A movimentação ocorre após declarações da governadora em exercício do Pará, que subiu o tom contra as pretensões de Mato Grosso. “O Pará não se divide. Nós não vamos ceder um palmo da terra que pertence aos paraenses”, afirmou Hana Ghassan nas redes sociais. Segundo ela, a tentativa de reabrir o caso, encerrado temporariamente pelo STF em 2020, põe em xeque uma área equivalente ao tamanho do Estado de Sergipe, englobando seis municípios paraenses.
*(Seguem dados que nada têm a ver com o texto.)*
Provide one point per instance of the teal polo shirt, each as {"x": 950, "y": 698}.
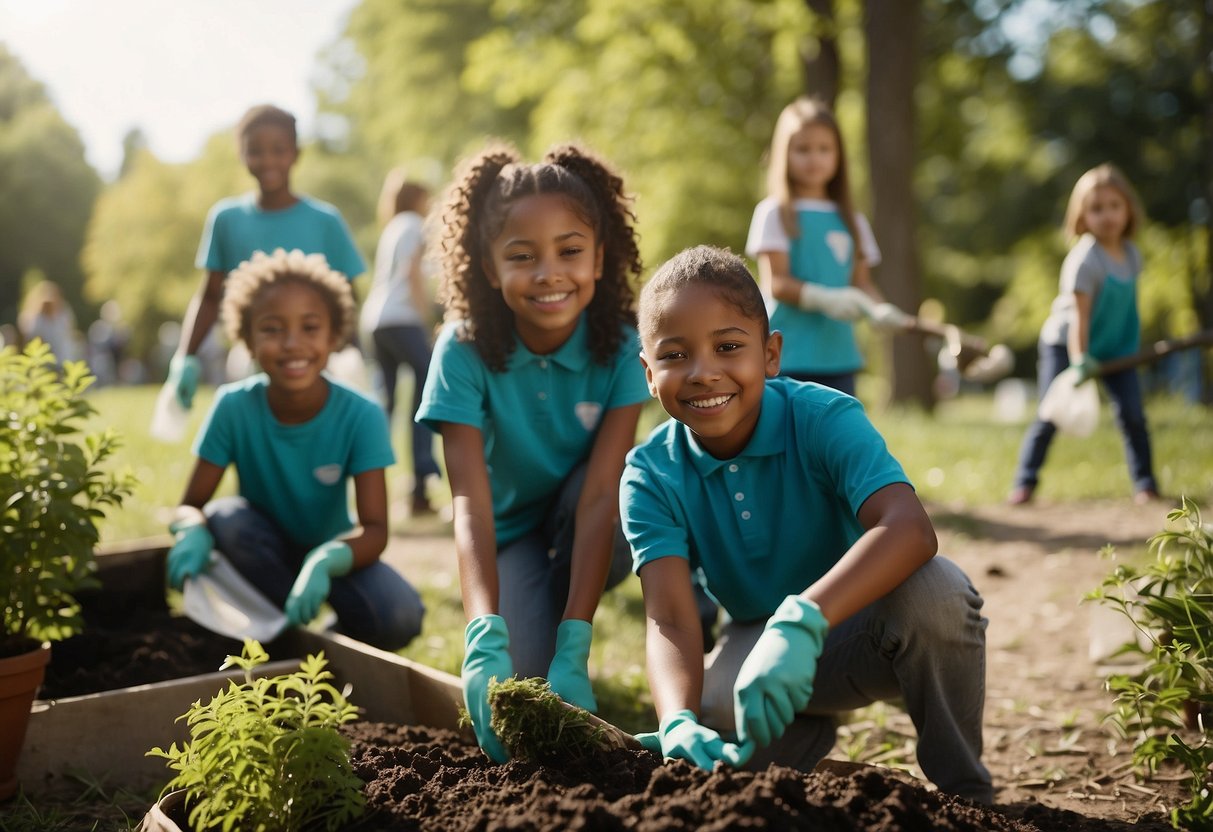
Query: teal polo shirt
{"x": 237, "y": 227}
{"x": 775, "y": 518}
{"x": 296, "y": 474}
{"x": 539, "y": 417}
Para Nininho, contudo, a reação da mandatária é legítima dentro do contexto político regional, mas o impasse exige pragmatismo. “Eu vejo essa declaração da governadora com a maior tranquilidade. É natural que ela tenha que dizer para o público e para a população dela que não vai abrir mão de nada”, interpreta o deputado. Ele ponderou, no entanto, que o fórum adequado para a solução é o Judiciário. “Quem vai dizer isso é a Justiça. O ministro Flávio Dino reabriu essa discussão, e ela tem que ser pautada pelo bom senso”, acrescenta.
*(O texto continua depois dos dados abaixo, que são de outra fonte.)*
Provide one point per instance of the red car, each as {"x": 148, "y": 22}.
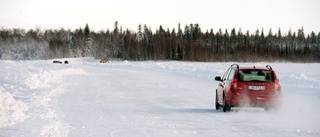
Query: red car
{"x": 248, "y": 86}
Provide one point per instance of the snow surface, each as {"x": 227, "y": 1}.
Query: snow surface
{"x": 150, "y": 98}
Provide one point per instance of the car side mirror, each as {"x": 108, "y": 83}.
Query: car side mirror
{"x": 218, "y": 78}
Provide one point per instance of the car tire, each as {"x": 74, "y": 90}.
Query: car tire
{"x": 226, "y": 107}
{"x": 216, "y": 102}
MAPAS HISTÓRICOS E ISOLAMENTO
A tese defendida por Mato Grosso sustenta-se em uma suposta falha cartográfica que remonta aos levantamentos do Marechal Cândido Rondon no início do século 20. De acordo com estudos do Instituto de Terras de Mato Grosso (Intermat), a divisa original entre o Salto Augusto, no Rio Juruena, e a Ilha do Bananal deveria seguir uma linha reta. Contudo, convenções posteriores geraram um desvio geográfico, que transferiu mais de 2 milhões de hectares para o território paraense.
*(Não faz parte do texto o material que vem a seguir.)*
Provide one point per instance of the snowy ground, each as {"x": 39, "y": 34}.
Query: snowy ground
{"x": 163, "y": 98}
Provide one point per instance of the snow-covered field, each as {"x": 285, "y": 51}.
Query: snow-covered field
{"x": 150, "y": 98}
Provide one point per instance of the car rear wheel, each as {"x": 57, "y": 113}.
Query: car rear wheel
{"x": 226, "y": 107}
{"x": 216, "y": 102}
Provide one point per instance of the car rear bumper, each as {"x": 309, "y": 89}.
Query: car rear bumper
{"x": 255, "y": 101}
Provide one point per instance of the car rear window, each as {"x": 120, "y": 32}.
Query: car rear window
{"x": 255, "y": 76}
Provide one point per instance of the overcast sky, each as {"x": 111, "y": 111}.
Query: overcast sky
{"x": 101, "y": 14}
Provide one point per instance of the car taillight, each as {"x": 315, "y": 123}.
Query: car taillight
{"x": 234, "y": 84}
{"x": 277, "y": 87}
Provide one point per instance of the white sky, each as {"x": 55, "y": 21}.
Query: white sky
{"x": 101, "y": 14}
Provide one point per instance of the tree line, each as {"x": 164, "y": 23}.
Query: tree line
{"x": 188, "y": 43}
A principal preocupação de Nininho reside no vácuo administrativo provocado pela indefinição. Cidades da franja norte mato-grossense, como Paranaíta e Alta Floresta, hoje absorvem a demanda por serviços básicos de moradores que, no mapa, pertencem ao Pará. “Quem mora próximo a Paranaíta, mas no município paraense de Jacareacanga, precisa rodar mais de 1.200 quilômetros por terra para chegar à sede da própria prefeitura”, aponta o parlamentar. Em Novo Progresso (PA), a distância ultrapassa 650 quilômetros.
IMPACTO ECONÔMICO E JUDICIAL
A indefinição sobre os limites geográficos traz consigo insegurança jurídica para o setor agropecuário, com potenciais perdas de arrecadação e instabilidade em títulos de propriedades rurais. Gestores municipais de Mato Grosso também alertam para o risco de questionamentos por órgãos de controle, uma vez que aplicam recursos locais na manutenção de transporte escolar e saúde de cidadãos formalmente registrados no Estado vizinho.
A audiência do dia 10 de junho é vista como o primeiro passo para estancar o desgaste administrativo. Tanto Mato Grosso quanto o Pará mobilizam suas bancadas estaduais efederais e equipes técnicas para a sessão com o ministro Flávio Dino. O objetivo de Nininho é garantir que, independentemente do redesenho cartográfico, haja amparo imediato aos assentados.
“Mesmo que não venha a oficializar o desmembramento para Mato Grosso do que é de direito, que se faça um termo de cooperação para dar o mínimo de conforto e apoio a essas pessoas que moram na área de conflito”, conclui o deputado.